Questa è solo una delle possibili applicazioni dell’Internet delle cose alla realtà quotidiana. La domotica, ad esempio, può conoscere un vero e proprio punto di svolta. Pensate, ad esempio, alla routine cui siete abituati la mattina appena svegli: colazione, doccia, vestiti, ecc. Tutto ciò potrebbe funzionare automaticamente una volta che gli oggetti che utilizzate fossero connessi alla Rete. Riprendendo l’esempio precedente, una sveglia che suona prima del previsto potrebbe mettere in discussione il programma della mattina: grazie all’Internet delle cose, ogni processo si adatterà automaticamente al momento in cui la sveglia “comprende” di dover suonare. La caldaia sarà attivata prima, così da trovare l’acqua già calda per la doccia; la macchina per il caffè si accenderà di conseguenza, e così via sino a che non salirete in macchina riuscendo a evitare l’ingorgo.
In palestra, ogni attrezzo connesso alla Rete saprà in precedenza quale esercizio dovete svolgere senza che dobbiate ogni volta programmarlo. Basterà avvicinarsi alla cyclette, ad esempio, affinché i sensori di quest’ultima vi riconoscano e impostino automaticamente tutti i parametri in base al vostro programma di allenamento. Il campo da basket (o quello da tennis) saranno in grado di tenere le statistiche della vostra gara grazie ai sensori installati (in gergo tecnico “affogati”) nel pavimento così che a fine partita potrete consultare i dati nello spogliatoio in tutta tranquillità.

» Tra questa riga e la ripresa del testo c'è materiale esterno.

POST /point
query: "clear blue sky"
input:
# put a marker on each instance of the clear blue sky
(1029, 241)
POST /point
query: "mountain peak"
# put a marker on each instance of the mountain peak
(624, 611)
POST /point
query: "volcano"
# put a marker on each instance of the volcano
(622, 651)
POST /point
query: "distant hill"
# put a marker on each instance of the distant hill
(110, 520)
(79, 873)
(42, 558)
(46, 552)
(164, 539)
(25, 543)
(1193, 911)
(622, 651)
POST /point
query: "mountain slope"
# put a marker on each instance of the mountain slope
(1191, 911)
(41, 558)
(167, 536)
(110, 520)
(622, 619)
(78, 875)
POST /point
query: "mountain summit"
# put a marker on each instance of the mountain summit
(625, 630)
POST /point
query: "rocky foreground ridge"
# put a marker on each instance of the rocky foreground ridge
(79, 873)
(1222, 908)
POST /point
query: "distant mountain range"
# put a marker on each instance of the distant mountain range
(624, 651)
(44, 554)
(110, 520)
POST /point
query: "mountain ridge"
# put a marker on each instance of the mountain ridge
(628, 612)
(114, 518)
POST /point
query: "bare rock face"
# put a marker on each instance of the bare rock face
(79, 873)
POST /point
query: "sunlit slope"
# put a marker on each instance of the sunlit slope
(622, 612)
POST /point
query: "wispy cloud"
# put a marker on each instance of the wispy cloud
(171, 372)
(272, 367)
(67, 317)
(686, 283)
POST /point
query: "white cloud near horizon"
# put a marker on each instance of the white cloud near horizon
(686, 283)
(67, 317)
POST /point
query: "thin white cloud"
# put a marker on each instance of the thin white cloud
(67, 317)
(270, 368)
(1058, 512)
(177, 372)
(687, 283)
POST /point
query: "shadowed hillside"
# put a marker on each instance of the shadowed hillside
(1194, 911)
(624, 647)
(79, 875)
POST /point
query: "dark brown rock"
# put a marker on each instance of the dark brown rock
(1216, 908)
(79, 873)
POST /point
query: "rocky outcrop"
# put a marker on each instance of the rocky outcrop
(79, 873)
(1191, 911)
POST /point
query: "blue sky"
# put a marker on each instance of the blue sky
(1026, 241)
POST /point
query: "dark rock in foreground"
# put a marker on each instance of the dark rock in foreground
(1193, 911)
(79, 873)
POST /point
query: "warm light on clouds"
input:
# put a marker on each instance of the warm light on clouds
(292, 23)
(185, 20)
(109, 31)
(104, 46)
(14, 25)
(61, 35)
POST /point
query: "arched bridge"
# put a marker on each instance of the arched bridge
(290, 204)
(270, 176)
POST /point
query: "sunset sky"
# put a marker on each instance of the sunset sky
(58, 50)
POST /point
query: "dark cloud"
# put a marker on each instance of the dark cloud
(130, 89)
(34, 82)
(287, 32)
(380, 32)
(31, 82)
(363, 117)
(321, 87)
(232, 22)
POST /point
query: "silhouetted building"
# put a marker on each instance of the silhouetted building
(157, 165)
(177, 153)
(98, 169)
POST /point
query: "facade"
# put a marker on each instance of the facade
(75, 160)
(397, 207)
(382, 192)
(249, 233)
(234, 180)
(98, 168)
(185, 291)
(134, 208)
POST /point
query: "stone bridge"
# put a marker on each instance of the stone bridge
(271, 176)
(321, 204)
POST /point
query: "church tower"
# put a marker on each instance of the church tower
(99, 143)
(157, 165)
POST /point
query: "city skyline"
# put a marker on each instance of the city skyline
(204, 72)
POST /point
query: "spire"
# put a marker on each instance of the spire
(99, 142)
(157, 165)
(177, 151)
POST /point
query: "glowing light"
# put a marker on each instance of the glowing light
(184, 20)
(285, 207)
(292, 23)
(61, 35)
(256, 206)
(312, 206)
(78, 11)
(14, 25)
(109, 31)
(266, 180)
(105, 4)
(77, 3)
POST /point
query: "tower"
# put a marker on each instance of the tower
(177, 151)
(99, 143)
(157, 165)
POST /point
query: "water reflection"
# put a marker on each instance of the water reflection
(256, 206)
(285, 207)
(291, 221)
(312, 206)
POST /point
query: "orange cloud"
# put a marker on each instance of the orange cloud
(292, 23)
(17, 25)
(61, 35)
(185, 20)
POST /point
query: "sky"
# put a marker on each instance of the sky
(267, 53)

Non solo. Gli elettrodomestici di casa potrebbero essere attivati a distanza utilizzando il proprio smartphone.
Si verrebbe a creare una sorta di “mondo programmabile”, dove gli oggetti e le persone siano in grado di interagire tra di loro, adattandosi l’un l’altro alle esigenze e alle condizioni esterne.
Se nel 1999 questo poteva sembrare solamente un libro dei sogni, oggi è a un passo dall’essere realtà. La massiccia diffusione di smartphone, tablet e altri dispositivi mobili e la possibilità di connettersi a Internet praticamente in qualsiasi luogo rendono la creazione di una Rete delle Reti delle Reti (un’estensione di Internet, insomma), molto più probabile e, soprattutto, più vicina temporalmente. In giro per il mondo qualcuno sta già tentando di realizzare delle piccole nicchie tecno-ecologiche dove l’Internet delle cose è una realtà. Gettando quindi le basi affinché si realizzi una diffusione planetaria di questo sistema.